Published on March 10th, 2016 |1
Holdout property disrupts Loudermilk side-by-side office projects
The first design, presented at the Feb. 3 meeting, had the 371 East Paces Ferry building abutting Loudermilk’s planned new office building at 359 East Paces Ferry, with a bridge connecting the top levels of each building’s parking to gain more options for the medical building.
At that time, Loudermilk believed it had under contract a narrow but deep, almost shotgun style medical building on a small piece of property between the two sites.
But when Loudermilk went to the two doctors who own the building to get them to sign off on the deal, it was discovered that the two doctors are involved in a legal action between themselves and it was unsure who would end up owning the building.
Loudermilk Co. CEO Robin Loudermilk also told BuckheadView that, with all of the activity going on in Buckhead and especially the Village area, the two doctors were seeing an opportunity to hold out for a higher price for their property. Chances are the value will not increase now.
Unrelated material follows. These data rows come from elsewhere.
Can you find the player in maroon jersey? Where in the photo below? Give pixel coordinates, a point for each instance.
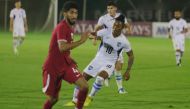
(59, 65)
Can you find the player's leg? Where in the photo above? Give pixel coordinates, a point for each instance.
(82, 93)
(118, 77)
(76, 90)
(176, 45)
(72, 75)
(97, 85)
(50, 101)
(105, 71)
(21, 40)
(15, 43)
(182, 48)
(51, 87)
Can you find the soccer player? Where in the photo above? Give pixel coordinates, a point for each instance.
(102, 66)
(106, 21)
(18, 25)
(177, 29)
(59, 65)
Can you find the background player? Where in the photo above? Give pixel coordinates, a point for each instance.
(102, 66)
(177, 29)
(59, 65)
(106, 21)
(18, 25)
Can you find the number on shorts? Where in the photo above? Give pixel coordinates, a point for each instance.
(109, 49)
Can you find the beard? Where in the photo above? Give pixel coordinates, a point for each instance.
(70, 22)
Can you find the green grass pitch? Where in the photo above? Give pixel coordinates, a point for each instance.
(156, 82)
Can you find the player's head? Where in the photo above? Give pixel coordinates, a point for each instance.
(119, 24)
(111, 8)
(70, 11)
(177, 14)
(17, 3)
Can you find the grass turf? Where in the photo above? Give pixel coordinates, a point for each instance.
(156, 82)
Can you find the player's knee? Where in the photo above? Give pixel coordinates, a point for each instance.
(53, 100)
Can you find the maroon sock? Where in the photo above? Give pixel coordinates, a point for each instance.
(81, 98)
(47, 105)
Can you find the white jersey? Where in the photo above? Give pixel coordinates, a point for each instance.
(111, 47)
(107, 21)
(18, 16)
(108, 53)
(177, 26)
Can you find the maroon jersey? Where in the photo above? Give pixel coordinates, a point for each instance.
(58, 61)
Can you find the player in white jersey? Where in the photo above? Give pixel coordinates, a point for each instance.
(107, 21)
(18, 25)
(177, 29)
(102, 66)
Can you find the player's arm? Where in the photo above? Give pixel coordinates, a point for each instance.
(11, 24)
(64, 46)
(97, 28)
(25, 24)
(128, 28)
(129, 66)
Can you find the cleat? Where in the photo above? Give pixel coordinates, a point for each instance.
(122, 91)
(88, 101)
(106, 82)
(179, 64)
(69, 104)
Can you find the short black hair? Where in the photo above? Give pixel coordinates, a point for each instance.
(17, 1)
(111, 3)
(68, 5)
(120, 18)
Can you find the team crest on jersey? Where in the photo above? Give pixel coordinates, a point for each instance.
(90, 67)
(118, 44)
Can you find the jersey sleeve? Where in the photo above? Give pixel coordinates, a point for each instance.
(11, 14)
(61, 34)
(127, 46)
(101, 21)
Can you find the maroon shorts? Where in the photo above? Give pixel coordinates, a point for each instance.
(52, 80)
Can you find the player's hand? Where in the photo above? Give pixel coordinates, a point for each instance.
(126, 75)
(84, 37)
(11, 29)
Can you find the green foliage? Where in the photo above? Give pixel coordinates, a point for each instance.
(156, 82)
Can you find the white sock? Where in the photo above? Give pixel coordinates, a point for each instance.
(75, 94)
(118, 78)
(178, 57)
(96, 86)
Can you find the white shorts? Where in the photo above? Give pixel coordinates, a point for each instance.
(97, 65)
(120, 58)
(18, 32)
(179, 42)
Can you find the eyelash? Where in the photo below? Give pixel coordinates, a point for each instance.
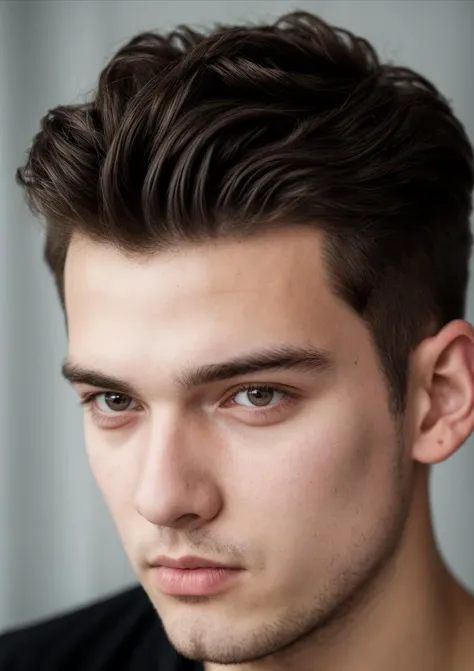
(263, 412)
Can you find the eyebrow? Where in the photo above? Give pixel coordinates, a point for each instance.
(279, 358)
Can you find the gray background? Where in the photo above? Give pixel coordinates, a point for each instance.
(58, 548)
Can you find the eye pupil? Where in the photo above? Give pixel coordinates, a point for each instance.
(116, 401)
(260, 397)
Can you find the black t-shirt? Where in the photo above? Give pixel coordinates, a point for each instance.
(122, 633)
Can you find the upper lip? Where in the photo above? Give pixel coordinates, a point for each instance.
(189, 563)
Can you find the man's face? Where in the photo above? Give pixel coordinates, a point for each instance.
(298, 482)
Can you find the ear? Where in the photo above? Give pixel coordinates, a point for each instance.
(442, 394)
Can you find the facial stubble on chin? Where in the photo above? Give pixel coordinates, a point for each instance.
(321, 622)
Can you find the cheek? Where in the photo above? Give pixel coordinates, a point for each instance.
(114, 477)
(320, 485)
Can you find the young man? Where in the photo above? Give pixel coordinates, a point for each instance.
(260, 238)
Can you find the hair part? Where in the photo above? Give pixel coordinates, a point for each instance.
(191, 136)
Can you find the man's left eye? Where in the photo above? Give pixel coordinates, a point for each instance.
(258, 397)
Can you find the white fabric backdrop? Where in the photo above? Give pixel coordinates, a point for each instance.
(58, 547)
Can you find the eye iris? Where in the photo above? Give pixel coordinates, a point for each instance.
(116, 401)
(260, 397)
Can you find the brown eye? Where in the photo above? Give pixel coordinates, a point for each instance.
(258, 397)
(113, 401)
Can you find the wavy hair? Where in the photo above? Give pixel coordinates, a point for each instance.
(192, 136)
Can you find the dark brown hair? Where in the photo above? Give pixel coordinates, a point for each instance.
(191, 136)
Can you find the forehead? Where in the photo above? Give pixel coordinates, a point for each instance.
(209, 300)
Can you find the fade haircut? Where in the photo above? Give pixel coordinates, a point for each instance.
(191, 136)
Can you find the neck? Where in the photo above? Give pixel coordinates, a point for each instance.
(416, 617)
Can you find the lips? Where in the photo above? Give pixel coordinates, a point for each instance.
(194, 576)
(190, 563)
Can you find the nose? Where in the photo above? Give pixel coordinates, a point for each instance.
(176, 485)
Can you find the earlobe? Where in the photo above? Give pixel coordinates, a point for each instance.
(445, 367)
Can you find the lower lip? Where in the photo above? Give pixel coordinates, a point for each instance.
(196, 581)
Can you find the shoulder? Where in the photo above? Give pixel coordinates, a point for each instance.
(99, 636)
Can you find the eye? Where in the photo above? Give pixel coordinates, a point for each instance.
(112, 402)
(258, 397)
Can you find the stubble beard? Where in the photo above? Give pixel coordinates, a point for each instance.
(330, 614)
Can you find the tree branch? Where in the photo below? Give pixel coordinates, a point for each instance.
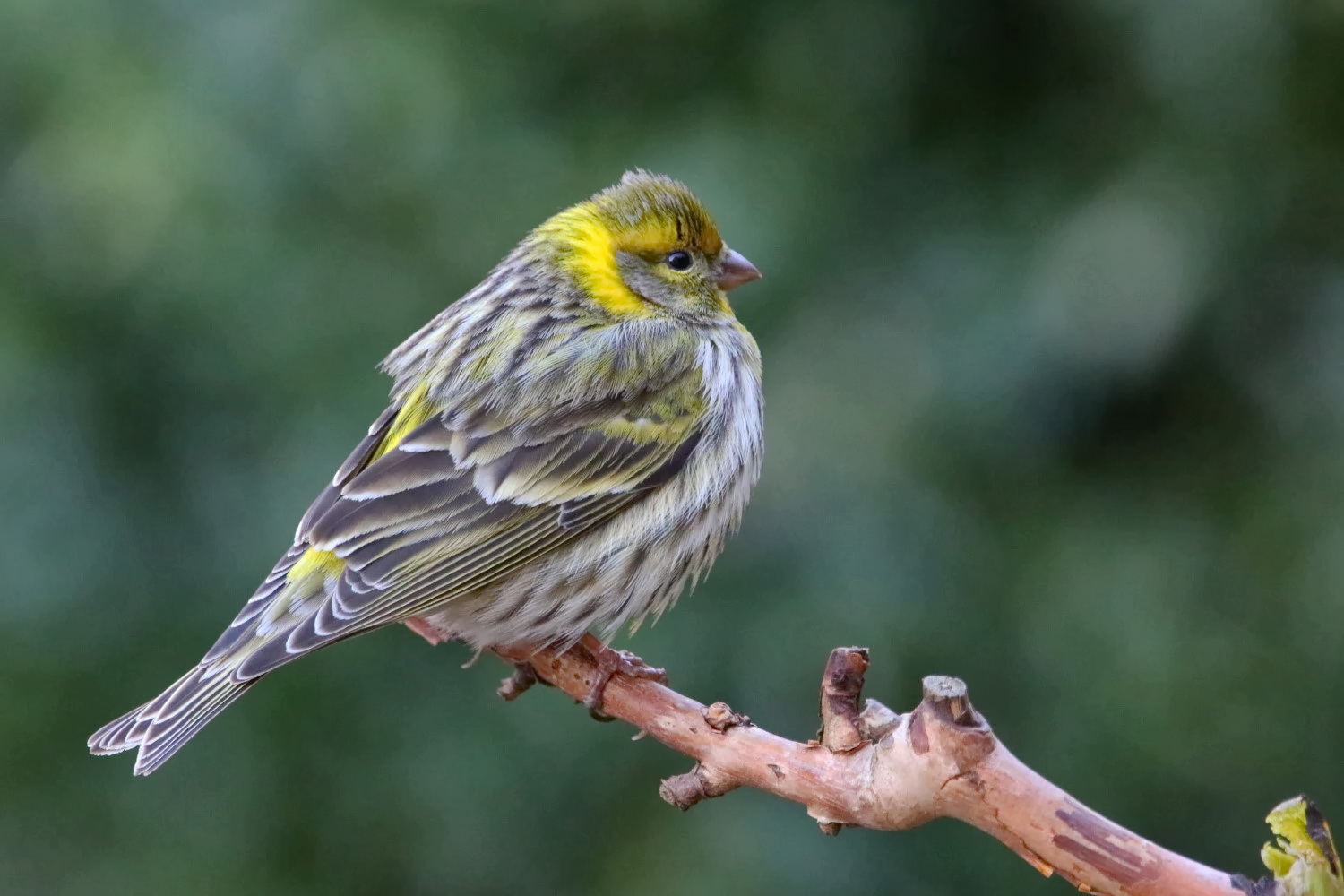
(882, 770)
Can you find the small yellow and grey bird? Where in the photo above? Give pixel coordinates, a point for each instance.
(566, 447)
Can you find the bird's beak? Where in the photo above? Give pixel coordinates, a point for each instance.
(736, 271)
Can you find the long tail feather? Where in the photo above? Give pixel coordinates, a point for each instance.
(160, 727)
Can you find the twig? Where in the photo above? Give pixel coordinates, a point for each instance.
(887, 771)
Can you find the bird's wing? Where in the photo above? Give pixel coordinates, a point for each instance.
(427, 512)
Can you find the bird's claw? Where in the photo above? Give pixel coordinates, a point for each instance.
(610, 662)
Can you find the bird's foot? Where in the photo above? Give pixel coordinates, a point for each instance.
(524, 676)
(430, 632)
(610, 662)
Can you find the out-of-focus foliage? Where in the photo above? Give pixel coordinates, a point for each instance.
(1054, 338)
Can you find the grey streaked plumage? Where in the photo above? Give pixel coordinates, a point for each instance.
(561, 454)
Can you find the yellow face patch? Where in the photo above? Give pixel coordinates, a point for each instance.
(645, 215)
(591, 258)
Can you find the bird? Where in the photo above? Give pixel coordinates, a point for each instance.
(566, 449)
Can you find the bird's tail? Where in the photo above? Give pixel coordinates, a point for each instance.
(160, 727)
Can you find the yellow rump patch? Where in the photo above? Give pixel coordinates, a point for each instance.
(314, 563)
(416, 410)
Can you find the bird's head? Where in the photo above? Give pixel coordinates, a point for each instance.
(647, 247)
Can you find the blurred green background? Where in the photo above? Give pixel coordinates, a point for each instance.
(1053, 325)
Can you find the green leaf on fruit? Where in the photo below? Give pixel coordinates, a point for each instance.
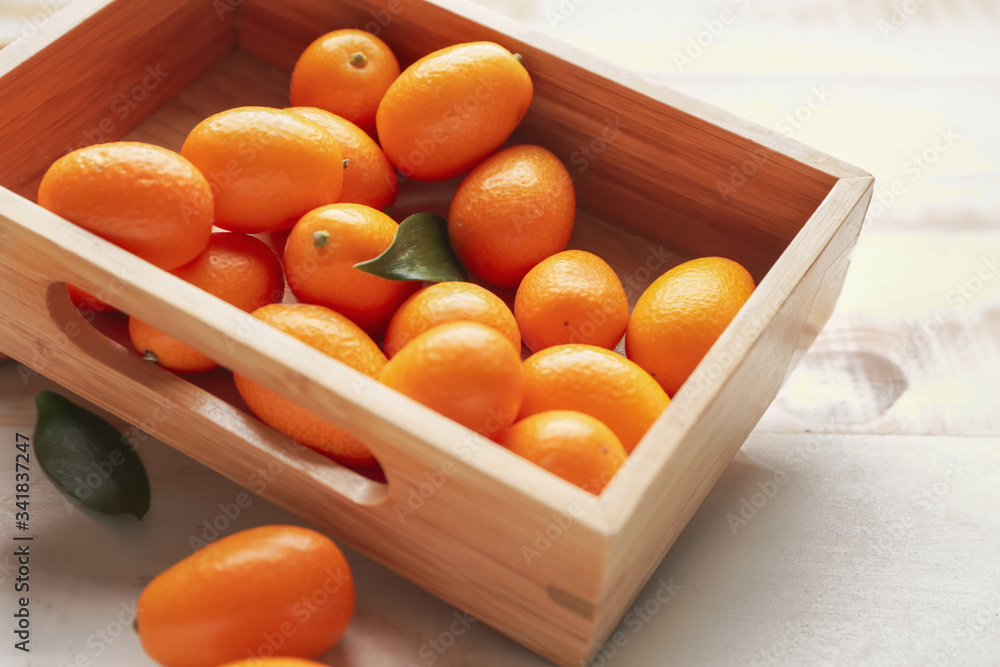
(88, 459)
(420, 251)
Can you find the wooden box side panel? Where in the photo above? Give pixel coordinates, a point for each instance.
(709, 425)
(458, 509)
(94, 72)
(672, 176)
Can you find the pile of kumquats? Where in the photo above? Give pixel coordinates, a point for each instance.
(325, 173)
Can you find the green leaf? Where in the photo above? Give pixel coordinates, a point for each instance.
(420, 251)
(88, 459)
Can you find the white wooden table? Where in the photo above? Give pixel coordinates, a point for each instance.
(860, 525)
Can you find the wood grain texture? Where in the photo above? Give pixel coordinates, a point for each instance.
(535, 557)
(686, 174)
(60, 92)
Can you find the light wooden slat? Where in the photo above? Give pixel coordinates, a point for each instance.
(60, 91)
(659, 175)
(652, 194)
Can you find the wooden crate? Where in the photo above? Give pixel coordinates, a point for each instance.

So, Loudermilk’s team went back to work on a new design, leaving the small medical building’s site out of their new development plans for 371 East Paces. Thus, the second visit to DRC, with a new set of plans in hand, was necessary on March 2.
The building on the new design was moved over 45 feet and was reduced from six to five levels.
Loudermilk’s Vice President, Development Brian Lu told the DRC members that the tenants they are working with could not wait any longer for the building to start. He said if Loudermilk can buy the two doctors’ building at a later date, that sliver of property may become a bioswale.
But for now, the biggest change from the plans shown to the DRC in February is that the two Loudermilk buildings will not butt up to each other and there will be no bridge between the parking decks of the two buildings.
Another change is that the ratio of parking spaces to square footage of 371 East Paces went from 5/1000 square feet to 4.5/1000 square feet, which solved a problem the DRC
members had with the variance request attached to the first building plan.
The committee noted in February that medical office use is not directly addressed in the parking requirements for the code and has more demand than regular office classifications. The request was to increase maximum parking requirements from 2.5/1000 to 5/1000 spaces to support the parking demand for the medical office use.
But DRC members balked at going to 5/1000 and requested in February that Loudermilk hold it to no more than 4.5/1000. The committee also noted a similar development in Midtown that recently had been allowed to exceed parking maximums for the same use to about 4.5/1000.
At the time of the February meeting, the committee noted the proposed development is physically connected to the adjacent 359 East Paces Ferry at the top level of the parking and that building has 343 parking spaces and the intention was to have the parking for the two buildings work in concert.
Therefore, the committee supported an increase of the parking ratio commensurate with the Midtown development, not to exceed a maximum of 4.5/1000. In addition, the committee recommended the applicant develop a formal shared parking arrangement with the adjacent 359 East Paces Ferry development to satisfy code requirements.
During the February meeting, Loudermilk had requested a variation to reduce fenestration requirements from 65 percent to approximately 19 percent along the Buckhead Avenue back of the building.
The committee recommended reconfiguring the parking deck access from Buckhead Avenue to bring it straight out to the street—a change that would open up space that can be activated on the
street frontage reducing the severity of the variation.
With the new building design presented to the DRC in March, the fenestration along Buckhead Avenue was actually increased from 19 percent in the former design to 24 percent. And, the recommended reconfiguration of the parking deck access straight to the street also was worked out as proposed by the committee.
Additionally, the committee recommended the building’s curb cuts be aligned with the Hanover apartment development across the street.